Nanobody-Engineered Bispecific IL-18 Mimetics Drive Antitumor Immunity by Engaging CD8+ T Cells and Evading IL-18BP in Preclinical Models.

Abstract

Cytokines are promising in cancer immunotherapy, but their pleiotropic effects limit specificity and clinical utility. Through binding to IL-18Rα and IL-18Rβ, interleukin-18 (IL-18) stimulates innate lymphocytes and effector T cells for antitumor immunity. However, clinical trials of recombinant IL-18 have been hampered by IL-18 binding protein (IL-18BP), a secreted high-affinity decoy receptor. Here, we developed decoy-resistant bispecific nanobodies that maintain IL-18 signaling potential. Based on agonistic nanobodies targeting IL-18Rα and IL-18Rβ, bispecific nanobody A4B2-mdFc effectively enhanced CD8+ T cells responses with distinct transcriptomic profiles.
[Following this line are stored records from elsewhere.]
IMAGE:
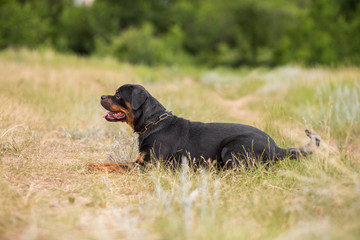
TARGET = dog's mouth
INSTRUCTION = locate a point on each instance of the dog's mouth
(114, 116)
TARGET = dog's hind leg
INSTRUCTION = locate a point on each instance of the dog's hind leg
(306, 149)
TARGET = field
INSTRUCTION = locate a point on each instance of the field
(51, 125)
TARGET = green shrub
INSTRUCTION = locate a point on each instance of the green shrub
(141, 46)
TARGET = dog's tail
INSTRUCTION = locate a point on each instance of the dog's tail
(304, 150)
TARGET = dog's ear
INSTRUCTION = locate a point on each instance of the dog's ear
(138, 97)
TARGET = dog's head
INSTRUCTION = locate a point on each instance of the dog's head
(126, 104)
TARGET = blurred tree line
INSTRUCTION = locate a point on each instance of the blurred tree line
(209, 32)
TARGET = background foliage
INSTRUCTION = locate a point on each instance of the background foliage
(206, 32)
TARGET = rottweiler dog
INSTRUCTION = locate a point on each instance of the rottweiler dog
(164, 136)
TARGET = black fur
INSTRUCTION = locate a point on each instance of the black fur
(175, 137)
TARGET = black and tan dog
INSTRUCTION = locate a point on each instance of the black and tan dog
(164, 136)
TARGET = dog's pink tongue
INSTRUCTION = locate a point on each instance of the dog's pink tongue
(114, 115)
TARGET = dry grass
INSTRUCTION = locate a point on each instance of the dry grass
(51, 126)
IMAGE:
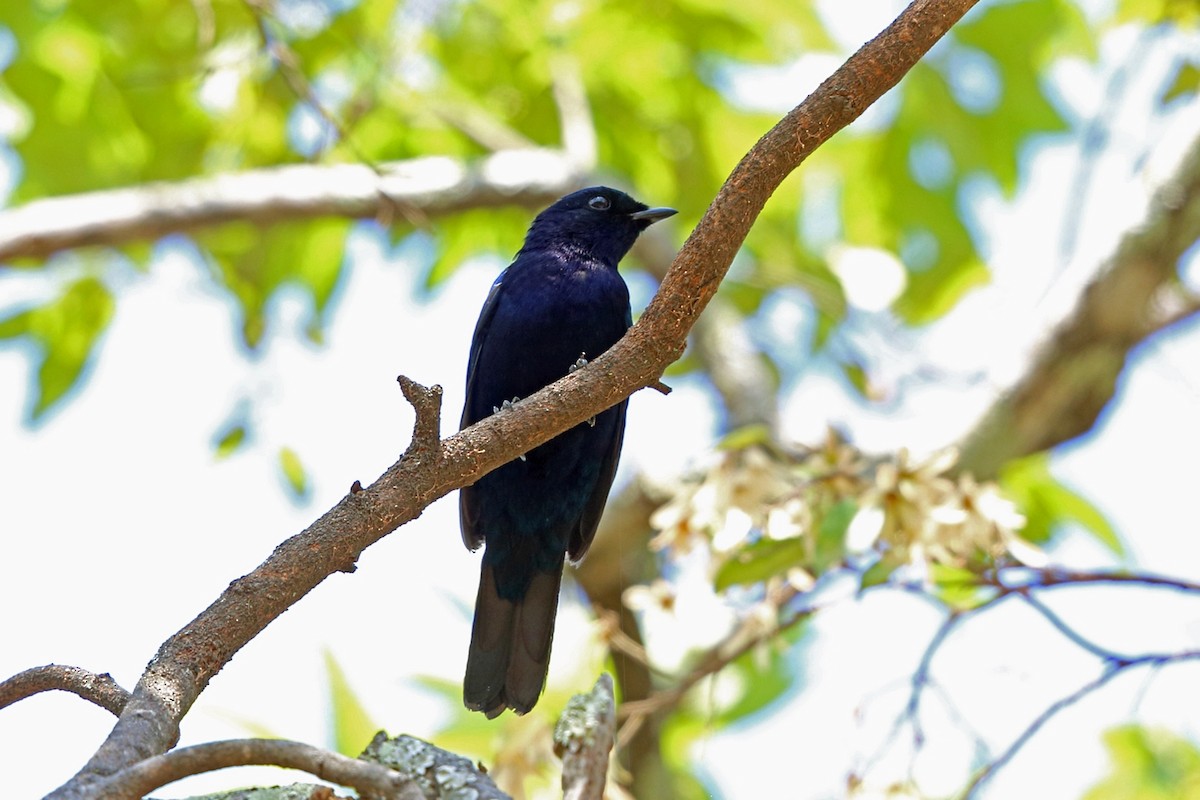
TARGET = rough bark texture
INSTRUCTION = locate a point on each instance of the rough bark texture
(1075, 371)
(149, 723)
Systemic delivery of A4B2-mdFc boosted CD8+ T cells infiltration and activation, demonstrating dose-dependent antitumor efficacy in cell line-derived xenograft (CDX) and patient-derived xenograft (PDX) models. Interestingly, PDCD1 and CTLA-4 expressions were drastically increased on CD8+ T cells when treated with A4B2-mdFc. Injection of A4B2-mdFc significantly improved the antitumor efficacy of immune checkpoint inhibitors (ICIs) targeting both PD-1 and CTLA-4. Our findings demonstrated that nanobody-based bispecific IL-18 mimetics elicited superior antitumor activity via CD8+ T cells activation and IL-18BP resistance, providing the potential application of cytokine-targeting bispecific nanobody monotherapy or in combination with ICIs for cancer immunotherapy.